Policy Engagement
SWHR provided comments to the National Institutes of Health (NIH) Advisory Committee to the Director Working Group on Enhancing Rigor, Transparency, and Translatability in Animal Research in response to its recent request for feedback on methods of improving animal research. In the comments, SWHR highlighted the importance of sex as a biological variable (SABV) in achieving the committee’s goals of enhancing rigor, transparency, and translatability in order to improve biomedical research involving animal models.
SWHR called for improved oversight and monitoring regarding the inclusion of SABV within animal research, the expansion of initiatives such as the NIH’s Sex & Gender Administrative Supplement Program, and for NIH to urge investigators to provide comprehensive reasoning behind animal model selection and fully explain why the selected animal model is the best choice to address the research questions proposed within the grant application. Additionally, SWHR asked the committee to provide additional information on the goals of preregistration within basic science studies and encouraged additional training of researchers on the use of SABV in preclinical research.

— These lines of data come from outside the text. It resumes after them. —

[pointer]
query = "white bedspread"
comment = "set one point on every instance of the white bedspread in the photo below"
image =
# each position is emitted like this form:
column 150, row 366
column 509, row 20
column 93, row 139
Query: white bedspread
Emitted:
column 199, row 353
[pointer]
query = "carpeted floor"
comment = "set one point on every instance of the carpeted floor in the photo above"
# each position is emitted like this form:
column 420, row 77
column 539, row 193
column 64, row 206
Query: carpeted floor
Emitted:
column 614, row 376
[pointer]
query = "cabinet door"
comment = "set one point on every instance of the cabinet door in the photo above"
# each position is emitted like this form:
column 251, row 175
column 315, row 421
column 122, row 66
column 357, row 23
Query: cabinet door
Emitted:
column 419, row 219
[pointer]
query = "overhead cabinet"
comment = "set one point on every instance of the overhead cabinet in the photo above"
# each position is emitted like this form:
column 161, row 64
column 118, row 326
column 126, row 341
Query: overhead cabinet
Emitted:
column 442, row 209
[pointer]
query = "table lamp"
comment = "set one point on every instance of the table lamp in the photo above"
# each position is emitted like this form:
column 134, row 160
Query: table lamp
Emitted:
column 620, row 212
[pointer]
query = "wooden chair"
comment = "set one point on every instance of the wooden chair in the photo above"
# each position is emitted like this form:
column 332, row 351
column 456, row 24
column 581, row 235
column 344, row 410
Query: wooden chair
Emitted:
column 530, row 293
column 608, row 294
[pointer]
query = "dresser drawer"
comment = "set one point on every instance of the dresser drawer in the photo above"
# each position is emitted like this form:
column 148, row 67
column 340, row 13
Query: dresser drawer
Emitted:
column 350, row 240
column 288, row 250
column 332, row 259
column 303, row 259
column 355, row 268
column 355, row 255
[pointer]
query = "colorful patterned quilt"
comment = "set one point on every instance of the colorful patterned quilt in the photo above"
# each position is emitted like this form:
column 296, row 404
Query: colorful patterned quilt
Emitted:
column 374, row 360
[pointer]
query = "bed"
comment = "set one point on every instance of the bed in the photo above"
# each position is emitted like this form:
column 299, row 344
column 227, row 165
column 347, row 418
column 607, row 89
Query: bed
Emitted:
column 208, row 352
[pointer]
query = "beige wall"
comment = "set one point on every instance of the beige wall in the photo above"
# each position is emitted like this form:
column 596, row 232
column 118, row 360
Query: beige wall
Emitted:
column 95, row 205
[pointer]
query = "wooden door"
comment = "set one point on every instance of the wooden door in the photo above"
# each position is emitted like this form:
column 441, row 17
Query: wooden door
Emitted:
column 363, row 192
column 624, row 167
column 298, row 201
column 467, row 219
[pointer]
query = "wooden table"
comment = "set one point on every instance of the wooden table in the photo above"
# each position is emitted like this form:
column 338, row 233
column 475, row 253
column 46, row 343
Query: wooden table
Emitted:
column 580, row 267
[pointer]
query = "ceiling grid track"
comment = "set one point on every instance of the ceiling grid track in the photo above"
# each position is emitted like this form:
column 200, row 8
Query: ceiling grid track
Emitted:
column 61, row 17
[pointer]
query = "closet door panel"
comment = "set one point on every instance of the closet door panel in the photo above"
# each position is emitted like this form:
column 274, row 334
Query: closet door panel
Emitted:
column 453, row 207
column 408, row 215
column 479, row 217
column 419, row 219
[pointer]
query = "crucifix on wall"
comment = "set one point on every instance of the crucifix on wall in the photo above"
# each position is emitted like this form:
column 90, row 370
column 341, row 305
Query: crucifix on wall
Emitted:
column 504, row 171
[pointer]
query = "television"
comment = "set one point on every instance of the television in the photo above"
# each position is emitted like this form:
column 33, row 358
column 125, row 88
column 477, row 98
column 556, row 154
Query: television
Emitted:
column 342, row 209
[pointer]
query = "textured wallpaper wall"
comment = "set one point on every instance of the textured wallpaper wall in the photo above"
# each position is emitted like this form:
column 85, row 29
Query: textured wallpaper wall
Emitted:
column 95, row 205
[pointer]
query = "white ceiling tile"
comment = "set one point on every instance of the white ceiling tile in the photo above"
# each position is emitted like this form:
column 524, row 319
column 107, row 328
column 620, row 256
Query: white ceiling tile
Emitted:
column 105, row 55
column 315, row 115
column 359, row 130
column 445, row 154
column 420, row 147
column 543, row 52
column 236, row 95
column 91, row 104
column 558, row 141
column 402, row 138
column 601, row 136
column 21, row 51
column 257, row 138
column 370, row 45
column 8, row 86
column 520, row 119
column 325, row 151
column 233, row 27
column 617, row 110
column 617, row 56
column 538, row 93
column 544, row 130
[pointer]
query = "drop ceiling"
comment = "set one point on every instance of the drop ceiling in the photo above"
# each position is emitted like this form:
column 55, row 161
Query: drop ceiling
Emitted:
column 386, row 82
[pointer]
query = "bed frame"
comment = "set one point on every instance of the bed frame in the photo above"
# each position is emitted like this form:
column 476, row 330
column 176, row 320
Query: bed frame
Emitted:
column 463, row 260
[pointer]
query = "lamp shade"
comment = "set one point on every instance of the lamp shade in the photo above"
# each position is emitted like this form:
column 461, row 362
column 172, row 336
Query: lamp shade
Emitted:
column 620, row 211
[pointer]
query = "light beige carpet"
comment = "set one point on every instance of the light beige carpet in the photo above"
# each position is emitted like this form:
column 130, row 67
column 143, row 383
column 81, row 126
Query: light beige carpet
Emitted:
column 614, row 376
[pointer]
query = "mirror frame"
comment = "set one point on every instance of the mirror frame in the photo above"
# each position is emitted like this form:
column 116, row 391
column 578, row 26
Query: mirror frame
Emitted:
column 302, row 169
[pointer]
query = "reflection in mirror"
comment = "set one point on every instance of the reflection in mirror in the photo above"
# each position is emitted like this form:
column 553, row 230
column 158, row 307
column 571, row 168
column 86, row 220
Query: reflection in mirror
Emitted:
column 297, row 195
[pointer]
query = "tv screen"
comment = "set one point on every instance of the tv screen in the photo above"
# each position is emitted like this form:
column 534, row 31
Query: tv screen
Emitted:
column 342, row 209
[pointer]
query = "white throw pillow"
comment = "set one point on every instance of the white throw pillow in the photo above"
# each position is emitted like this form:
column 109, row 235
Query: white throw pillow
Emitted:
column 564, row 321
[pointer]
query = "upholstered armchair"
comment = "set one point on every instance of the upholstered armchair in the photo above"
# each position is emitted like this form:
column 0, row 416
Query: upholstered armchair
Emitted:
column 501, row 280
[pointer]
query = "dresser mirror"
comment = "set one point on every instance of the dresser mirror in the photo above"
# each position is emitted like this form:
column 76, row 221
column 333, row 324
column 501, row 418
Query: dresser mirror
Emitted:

Until about 25 years ago, essentially all health research was conducted on men. This exclusion of females in health research extended to research on female animals, cells, and tissue. Despite a 2016 NIH policy that require grant applicants to consider SABV in vertebrate animal and human studies, inequities persist. Improving inclusion of SABV within animal models of research is an important component of improving future biomedical research.